Mr Buffett remains a fan – as do others, including a fund manager at the JP Morgan shareholder T Rowe Price – with the Sage of Omaha saying recently that he is 100 per cent for Mr Dimon holding on to both his hats at the helm of the bank. But for his critics, including two of country’s most prominent shareholder advisory firms, Institutional Shareholder Services and Glass Lewis, it is about time that the powerful bank boss got a boss of his own.
Exhibit A in the case against Mr Dimon is the massive loss suffered when a series of trades involving complex financial instruments went awry (losses which he initially appeared to dismiss; he has since changed his tune). The so-called “London Whale” debacle, named after the Wall Street moniker for a London-based trader at the centre of the fiasco, dealt the bank a blow worth around $6bn (£4bn), triggered a series of regulatory inquiries and Congressional scrutiny, and led JP Morgan’s directors to slash Mr Dimon’s pay for 2012. His package fell to $11.5m from $23m for 2011.

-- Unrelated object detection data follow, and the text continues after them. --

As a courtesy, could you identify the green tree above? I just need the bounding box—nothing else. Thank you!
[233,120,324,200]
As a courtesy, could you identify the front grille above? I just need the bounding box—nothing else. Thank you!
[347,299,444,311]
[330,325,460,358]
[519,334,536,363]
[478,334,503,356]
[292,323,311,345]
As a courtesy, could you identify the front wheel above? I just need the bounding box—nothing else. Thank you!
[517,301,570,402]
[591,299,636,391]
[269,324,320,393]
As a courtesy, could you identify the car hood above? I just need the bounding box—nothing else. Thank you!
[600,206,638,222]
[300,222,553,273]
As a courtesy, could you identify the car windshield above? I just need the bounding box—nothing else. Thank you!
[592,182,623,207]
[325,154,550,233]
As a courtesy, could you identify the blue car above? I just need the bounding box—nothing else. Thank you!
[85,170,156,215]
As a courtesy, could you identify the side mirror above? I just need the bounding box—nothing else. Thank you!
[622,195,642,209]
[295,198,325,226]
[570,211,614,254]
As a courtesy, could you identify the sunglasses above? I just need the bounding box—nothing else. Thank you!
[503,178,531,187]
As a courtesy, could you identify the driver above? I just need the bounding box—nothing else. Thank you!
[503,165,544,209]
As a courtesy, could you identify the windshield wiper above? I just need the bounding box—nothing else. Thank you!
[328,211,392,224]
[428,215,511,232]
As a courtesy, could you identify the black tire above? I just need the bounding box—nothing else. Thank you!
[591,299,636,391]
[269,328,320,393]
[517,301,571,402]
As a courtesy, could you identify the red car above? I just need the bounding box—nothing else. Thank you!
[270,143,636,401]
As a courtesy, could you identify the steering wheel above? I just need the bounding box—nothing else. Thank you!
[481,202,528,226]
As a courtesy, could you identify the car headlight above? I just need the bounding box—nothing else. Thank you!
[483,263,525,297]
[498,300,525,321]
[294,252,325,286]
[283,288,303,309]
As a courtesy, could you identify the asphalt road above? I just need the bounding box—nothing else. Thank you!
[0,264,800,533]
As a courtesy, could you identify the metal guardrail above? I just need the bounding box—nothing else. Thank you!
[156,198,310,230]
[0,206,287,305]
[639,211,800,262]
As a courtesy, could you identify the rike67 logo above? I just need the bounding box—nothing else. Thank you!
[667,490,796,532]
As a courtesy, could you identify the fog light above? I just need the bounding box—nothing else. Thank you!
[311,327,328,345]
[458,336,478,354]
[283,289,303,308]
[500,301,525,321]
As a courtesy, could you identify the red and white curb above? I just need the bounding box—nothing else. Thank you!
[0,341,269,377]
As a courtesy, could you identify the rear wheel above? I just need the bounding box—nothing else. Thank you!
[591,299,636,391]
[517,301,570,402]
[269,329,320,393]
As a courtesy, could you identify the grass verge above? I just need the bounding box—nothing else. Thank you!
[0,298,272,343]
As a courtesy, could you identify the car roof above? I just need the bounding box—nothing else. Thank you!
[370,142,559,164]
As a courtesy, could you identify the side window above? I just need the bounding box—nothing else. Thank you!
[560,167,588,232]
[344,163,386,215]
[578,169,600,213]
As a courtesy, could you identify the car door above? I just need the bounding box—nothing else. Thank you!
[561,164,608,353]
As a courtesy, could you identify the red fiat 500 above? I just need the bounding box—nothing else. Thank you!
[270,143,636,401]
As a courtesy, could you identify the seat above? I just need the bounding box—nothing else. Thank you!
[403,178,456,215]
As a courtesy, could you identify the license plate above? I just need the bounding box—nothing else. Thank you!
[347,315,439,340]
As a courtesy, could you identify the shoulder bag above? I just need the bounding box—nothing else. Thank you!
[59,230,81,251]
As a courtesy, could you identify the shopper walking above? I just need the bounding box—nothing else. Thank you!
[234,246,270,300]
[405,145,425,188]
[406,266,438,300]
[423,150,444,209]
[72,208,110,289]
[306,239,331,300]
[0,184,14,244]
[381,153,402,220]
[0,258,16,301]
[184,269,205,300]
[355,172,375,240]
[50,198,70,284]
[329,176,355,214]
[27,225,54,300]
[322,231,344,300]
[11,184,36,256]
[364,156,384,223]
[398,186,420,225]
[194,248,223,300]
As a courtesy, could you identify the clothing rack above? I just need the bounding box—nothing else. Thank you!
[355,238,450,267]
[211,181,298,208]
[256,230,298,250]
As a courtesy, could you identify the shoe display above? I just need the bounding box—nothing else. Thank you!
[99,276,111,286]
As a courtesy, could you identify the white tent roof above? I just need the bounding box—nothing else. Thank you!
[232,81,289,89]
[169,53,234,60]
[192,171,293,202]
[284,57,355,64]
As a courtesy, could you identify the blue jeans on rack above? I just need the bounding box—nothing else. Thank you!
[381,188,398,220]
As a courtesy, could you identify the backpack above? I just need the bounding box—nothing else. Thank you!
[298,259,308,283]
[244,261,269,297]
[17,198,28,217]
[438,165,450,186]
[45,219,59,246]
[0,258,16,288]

“Even a Master of the Universe can be swallowed by a London Whale. We need a system of checks and balances to protect shareholders,” said Lee Saunders, the president of the AFSCME union group which, along with the City of New York Comptroller’s Office, Hermes Fund Managers and other investors, put forward the proposal to split Mr Dimon’s roles. The New York Comptroller, Jon Liu, said that as far he was concerned, “without an independent board chair, JPMorgan will be unable to restore investor confidence and ensure future compliance”.
For critics of Mr Dimon’s dual role, the Whale loss shows how important it is to step up oversight at every level of the bank, including the board. And true oversight involves appointing an independent chairman who can hold the chief executive to account, particularly at what is America’s biggest bank holding company – bigger than Citigroup, Bank of America or Wells Fargo.
Although proposals to split Mr Dimon’s roles have been tabled in the past, they received little attention before the Whale loss. Last year, however, votes representing around 40 per cent of shareholders came down on the side of appointing an independent chairman. But that was very soon after the Whale losses first emerged, and when their full extent wasn’t known. Those in favour for a split are hoping that this year they can cross the 50 per cent threshold – and thus send a powerful message to Mr Dimon, and Wall Street in general.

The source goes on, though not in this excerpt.